According to current consensus, the patient was started on an oral corticosteroid daily regimen of 1.0 mg/kg. This dosage proved insufficient and given the evidence of bilateral involvement we increased the dosage to 1.5 mg/kg/day, which is the maximum proposed by most authors [2, 8]. It is not clear whether this occurred due to some potential for local dissemination of the inflammatory process or whether the inflammatory response in the LE medial rectus was deferred by any defensive mechanism. Asymmetric disease has been reported in the idiopathic type [9], but the reasons behind asymmetric and delayed onset disease in one eye assuming a systemic infectious aetiology are unclear. Like previous authors, we suggest that an aggressive and early disease therapy might be beneficial [2]. This could prevent local dissemination to other extraocular muscles and orbital structures, thus maybe reducing duration of disease and late stage sequelae.
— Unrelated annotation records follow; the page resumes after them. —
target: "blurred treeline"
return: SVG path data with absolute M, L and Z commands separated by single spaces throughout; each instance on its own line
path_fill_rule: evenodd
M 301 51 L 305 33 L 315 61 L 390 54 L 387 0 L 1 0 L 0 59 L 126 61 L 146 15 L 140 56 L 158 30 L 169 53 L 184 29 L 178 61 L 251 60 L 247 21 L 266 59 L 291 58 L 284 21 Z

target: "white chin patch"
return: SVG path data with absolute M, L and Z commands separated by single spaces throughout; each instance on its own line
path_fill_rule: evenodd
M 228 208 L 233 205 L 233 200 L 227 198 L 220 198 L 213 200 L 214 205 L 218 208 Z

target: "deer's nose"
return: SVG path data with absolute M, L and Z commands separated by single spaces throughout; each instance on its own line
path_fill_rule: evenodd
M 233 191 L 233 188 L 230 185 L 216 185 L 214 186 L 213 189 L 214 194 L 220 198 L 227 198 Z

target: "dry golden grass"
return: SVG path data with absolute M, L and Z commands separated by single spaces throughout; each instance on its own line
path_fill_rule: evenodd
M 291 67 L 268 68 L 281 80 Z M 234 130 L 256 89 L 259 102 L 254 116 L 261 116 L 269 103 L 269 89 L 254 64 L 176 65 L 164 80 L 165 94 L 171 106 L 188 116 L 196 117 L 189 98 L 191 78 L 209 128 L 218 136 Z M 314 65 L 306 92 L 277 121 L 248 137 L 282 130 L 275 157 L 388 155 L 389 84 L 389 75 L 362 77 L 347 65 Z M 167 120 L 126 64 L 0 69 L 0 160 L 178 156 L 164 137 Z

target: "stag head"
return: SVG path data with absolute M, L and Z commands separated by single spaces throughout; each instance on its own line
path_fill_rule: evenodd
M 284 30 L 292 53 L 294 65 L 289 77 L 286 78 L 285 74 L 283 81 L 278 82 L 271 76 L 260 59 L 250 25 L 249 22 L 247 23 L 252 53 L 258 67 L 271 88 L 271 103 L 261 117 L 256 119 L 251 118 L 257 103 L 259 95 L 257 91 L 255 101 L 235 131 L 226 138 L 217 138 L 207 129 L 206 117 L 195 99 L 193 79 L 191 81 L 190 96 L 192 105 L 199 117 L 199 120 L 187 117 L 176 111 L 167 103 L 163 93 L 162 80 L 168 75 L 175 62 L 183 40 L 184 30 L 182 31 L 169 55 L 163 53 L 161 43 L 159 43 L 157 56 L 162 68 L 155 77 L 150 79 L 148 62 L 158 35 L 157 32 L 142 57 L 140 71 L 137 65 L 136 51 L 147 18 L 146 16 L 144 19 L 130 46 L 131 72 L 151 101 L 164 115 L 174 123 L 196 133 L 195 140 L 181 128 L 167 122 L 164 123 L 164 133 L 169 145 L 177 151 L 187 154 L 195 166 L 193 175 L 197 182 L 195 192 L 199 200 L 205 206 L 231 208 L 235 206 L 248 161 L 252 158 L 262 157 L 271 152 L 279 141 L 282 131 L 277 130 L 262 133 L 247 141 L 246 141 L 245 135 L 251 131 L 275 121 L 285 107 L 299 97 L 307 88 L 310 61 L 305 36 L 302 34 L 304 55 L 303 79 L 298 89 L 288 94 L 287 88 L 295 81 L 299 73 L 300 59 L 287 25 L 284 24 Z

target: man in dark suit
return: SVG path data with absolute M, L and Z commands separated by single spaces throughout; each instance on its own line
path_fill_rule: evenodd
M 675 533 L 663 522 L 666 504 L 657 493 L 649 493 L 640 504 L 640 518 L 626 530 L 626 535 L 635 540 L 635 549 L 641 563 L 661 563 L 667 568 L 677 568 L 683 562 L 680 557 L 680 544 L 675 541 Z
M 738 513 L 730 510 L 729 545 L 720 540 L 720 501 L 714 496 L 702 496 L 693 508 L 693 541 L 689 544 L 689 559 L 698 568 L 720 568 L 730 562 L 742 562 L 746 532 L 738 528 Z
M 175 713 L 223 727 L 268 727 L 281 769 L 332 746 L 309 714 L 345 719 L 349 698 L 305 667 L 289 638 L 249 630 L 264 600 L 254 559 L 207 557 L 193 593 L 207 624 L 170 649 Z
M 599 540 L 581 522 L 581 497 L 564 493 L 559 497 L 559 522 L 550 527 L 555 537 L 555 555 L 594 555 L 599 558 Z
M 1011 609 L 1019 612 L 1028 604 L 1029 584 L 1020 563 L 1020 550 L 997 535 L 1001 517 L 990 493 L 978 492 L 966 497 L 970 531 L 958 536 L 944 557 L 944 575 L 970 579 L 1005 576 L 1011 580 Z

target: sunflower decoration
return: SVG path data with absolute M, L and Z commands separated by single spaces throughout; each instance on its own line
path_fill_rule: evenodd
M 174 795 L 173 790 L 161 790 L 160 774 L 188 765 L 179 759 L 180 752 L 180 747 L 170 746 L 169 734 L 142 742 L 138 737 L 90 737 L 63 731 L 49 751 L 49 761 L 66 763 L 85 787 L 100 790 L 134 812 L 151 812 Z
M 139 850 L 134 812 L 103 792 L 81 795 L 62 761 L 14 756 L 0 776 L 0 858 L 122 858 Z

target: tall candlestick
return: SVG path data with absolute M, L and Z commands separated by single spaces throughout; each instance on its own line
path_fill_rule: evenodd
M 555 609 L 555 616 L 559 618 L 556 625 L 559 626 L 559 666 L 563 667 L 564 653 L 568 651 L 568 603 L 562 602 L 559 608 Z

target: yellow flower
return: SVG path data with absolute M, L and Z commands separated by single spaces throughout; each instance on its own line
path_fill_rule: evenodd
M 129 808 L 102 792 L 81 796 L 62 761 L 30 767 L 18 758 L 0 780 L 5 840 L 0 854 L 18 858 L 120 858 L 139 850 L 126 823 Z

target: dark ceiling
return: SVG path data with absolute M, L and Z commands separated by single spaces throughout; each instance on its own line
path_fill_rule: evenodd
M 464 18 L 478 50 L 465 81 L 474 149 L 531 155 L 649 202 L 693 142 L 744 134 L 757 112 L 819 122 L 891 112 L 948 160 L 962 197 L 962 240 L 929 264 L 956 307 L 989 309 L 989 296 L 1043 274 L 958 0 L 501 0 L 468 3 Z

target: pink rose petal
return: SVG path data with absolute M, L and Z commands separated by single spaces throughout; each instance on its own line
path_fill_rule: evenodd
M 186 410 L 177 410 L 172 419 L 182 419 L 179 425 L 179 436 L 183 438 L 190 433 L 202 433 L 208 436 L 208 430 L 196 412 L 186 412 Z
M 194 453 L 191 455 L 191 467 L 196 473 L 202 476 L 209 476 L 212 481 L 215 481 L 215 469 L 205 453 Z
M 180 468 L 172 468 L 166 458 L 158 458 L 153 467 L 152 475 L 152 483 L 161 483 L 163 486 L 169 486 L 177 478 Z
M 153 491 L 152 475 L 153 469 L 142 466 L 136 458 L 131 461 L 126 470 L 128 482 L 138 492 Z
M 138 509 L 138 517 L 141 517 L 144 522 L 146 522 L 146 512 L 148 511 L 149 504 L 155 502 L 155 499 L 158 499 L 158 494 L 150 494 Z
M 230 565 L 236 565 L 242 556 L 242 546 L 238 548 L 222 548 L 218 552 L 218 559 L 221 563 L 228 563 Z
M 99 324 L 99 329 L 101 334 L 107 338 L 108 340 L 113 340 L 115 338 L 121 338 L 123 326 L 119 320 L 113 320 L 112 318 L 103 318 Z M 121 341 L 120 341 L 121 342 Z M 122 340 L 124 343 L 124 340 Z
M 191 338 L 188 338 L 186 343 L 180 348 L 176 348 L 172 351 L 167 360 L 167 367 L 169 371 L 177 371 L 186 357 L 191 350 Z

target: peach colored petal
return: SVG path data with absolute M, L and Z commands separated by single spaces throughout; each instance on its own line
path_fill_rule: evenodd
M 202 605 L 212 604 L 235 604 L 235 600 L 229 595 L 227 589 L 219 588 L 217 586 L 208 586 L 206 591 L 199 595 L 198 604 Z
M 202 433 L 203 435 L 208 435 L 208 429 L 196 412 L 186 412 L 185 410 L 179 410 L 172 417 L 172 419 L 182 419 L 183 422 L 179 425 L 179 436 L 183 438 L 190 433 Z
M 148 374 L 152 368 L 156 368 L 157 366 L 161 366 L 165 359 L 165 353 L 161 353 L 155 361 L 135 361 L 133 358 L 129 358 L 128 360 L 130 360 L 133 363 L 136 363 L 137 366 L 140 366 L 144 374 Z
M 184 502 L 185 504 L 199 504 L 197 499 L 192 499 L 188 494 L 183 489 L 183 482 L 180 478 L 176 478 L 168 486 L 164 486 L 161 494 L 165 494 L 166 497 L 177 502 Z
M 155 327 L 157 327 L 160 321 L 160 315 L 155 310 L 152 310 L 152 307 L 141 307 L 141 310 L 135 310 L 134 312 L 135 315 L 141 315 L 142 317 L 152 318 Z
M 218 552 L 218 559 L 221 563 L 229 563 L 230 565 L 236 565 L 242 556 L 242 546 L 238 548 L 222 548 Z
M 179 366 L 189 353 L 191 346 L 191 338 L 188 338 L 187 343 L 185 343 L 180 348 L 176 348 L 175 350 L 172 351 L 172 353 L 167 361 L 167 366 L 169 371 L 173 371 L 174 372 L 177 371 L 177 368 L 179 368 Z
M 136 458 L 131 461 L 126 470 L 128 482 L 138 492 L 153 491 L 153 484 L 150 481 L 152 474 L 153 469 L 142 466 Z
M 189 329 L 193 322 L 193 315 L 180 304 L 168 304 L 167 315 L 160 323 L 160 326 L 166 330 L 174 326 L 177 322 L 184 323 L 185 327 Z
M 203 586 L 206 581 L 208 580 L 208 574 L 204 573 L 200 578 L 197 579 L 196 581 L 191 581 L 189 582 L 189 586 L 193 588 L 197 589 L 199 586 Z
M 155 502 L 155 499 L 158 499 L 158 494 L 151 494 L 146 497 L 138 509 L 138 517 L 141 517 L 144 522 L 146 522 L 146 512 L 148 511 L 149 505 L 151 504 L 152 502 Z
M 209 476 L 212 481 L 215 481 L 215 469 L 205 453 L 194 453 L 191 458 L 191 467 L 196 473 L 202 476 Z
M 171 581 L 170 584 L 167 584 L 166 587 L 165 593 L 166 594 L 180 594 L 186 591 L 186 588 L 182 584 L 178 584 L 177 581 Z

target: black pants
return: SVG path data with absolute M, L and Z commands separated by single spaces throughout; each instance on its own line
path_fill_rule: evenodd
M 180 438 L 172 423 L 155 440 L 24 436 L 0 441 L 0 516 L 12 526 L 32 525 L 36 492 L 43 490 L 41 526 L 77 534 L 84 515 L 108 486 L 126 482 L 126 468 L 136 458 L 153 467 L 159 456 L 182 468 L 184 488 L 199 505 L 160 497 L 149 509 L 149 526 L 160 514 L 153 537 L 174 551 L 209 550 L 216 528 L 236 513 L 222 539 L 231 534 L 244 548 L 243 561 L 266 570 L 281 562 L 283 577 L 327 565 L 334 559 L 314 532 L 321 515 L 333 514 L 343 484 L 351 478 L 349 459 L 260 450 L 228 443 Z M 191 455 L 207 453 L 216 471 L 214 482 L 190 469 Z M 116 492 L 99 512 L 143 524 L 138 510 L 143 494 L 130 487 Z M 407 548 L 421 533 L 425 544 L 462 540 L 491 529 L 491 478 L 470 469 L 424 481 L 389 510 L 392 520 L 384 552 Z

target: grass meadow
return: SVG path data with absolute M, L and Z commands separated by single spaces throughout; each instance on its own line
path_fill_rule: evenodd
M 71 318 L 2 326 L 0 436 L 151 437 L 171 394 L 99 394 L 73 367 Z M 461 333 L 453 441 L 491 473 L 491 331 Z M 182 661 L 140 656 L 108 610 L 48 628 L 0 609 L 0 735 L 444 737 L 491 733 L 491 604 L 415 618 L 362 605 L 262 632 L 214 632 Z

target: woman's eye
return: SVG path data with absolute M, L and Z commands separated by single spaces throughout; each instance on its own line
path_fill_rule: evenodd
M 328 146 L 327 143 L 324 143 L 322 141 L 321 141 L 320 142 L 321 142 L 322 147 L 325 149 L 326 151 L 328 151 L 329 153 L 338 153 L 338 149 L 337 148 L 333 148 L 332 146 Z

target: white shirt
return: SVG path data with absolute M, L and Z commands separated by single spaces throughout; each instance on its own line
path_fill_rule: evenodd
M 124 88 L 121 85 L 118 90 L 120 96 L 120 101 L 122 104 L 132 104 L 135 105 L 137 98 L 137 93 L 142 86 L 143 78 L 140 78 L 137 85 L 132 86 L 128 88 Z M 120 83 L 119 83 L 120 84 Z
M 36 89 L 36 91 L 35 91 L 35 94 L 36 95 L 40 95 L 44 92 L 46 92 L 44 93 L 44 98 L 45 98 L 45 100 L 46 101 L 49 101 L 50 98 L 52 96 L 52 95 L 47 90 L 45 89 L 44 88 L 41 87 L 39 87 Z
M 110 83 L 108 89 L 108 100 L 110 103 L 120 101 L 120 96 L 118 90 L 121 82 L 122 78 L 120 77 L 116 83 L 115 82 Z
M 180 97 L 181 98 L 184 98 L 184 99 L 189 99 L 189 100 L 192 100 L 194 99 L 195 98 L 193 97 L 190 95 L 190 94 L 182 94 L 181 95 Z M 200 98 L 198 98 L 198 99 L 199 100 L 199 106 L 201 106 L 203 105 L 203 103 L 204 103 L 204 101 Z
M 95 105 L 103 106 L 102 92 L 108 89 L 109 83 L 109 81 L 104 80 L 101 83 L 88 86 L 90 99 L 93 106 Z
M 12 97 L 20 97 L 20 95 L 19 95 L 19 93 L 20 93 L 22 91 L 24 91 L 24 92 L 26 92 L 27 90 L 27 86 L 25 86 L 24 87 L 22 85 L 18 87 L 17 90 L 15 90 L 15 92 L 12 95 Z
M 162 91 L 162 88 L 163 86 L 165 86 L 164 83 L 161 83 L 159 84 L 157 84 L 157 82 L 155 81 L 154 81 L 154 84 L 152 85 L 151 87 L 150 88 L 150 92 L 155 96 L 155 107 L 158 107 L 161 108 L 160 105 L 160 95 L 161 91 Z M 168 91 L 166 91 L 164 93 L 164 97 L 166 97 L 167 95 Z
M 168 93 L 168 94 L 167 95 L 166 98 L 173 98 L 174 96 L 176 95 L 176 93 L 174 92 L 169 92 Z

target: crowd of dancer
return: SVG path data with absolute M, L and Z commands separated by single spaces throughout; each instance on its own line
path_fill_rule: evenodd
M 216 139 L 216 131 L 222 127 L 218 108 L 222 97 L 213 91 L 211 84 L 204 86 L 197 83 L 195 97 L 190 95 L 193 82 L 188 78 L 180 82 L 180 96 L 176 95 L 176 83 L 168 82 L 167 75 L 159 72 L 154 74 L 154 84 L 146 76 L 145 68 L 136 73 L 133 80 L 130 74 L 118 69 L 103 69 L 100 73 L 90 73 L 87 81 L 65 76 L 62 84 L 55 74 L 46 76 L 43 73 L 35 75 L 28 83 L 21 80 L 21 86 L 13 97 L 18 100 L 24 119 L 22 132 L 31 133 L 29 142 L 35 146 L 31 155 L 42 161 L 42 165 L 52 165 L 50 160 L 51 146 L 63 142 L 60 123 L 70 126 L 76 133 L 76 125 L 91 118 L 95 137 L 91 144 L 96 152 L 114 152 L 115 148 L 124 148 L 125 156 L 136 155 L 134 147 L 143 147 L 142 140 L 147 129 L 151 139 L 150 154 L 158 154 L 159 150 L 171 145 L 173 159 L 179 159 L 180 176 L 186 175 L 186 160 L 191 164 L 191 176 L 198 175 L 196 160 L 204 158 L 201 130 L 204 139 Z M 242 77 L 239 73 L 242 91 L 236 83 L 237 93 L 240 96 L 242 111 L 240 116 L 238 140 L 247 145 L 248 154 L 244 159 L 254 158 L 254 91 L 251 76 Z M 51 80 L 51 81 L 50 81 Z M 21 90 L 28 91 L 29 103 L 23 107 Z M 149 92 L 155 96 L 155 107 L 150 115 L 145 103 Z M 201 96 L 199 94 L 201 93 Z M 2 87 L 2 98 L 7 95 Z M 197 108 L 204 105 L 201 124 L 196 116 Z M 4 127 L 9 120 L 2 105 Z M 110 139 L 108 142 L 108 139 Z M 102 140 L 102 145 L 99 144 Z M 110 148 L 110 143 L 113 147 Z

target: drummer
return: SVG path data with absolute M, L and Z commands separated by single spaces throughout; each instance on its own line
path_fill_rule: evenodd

This case also highlights the importance of an integrated approach to treatment. Reducing inflammation is primordial, but accounting for all the comorbidities is also important. In our case, the resulting strabismus was probably due to cicatricial fibrotic contraction of medial rectus muscles, leading to esotropia. Therefore, prevention of strabismic amblyopia is of paramount importance. Most authors reported prompt clinical improvement and remission within days to weeks after treatment in most patients [8]. Our case is atypical in the way that inflammation was adequately controlled with the recommended corticosteroid regimen, but the late stage sequelae of alternating strabismus posed a challenge. Given the rarity of this entity in children in the amblyopia age interval and the favourable outcome in most patients, there is scarce reference in the published literature regarding treatment in cases of ocular motility disorders secondary to orbital myositis in paediatric age. Bessant and Lee published a case series of 5 consecutive patients who had suffered one or more episodes of orbital myositis resulting in a persistent ocular motility defect associated with significant diplopia [10]. Only one of these patients was in paediatric age (11 years). Botulinum toxin A (BTXA) was injected in all patients, after 3 months of evidence of absence of improvement in the ocular motility status. According to the authors, BTXA not only is aimed at improving symptoms of diplopia, but can also be used to determine whether a patient has the potential to achieve binocular single vision after a corrective strabismus surgery. Surgery was indeed performed in 2 of the 5 patients, including the one in paediatric age.

To our knowledge, this is the first reported case of isolated strabismus surgery after orbital myositis in paediatric age. We still consider as a valid approach the use of BTXA as a conservative first-line therapy prior to corrective surgery. However, it is noteworthy to see that in our case medial rectus recession after 1 year of onset provided not only an excellent aesthetic outcome, but also a surprisingly good functional outcome, as the patient recovered a significant degree of stereopsis after binocular alignment. Given the lack of published reports, there is no consensus regarding the outcomes after BTXA or strabismus surgery and whether they are dependent on the duration of disease, degree and type of deviation, number and type of affected extraocular muscles, laterality, age, and other factors. According to these clinical features, for which published case reports can give a significant contribution, future guidelines might clarify the role for BTXA or surgery in these patients (with special consideration to those in the amblyopia age interval) and the adequate timing for each intervention.

Conflict of Interests

No financial conflict of interests exists for any of the authors.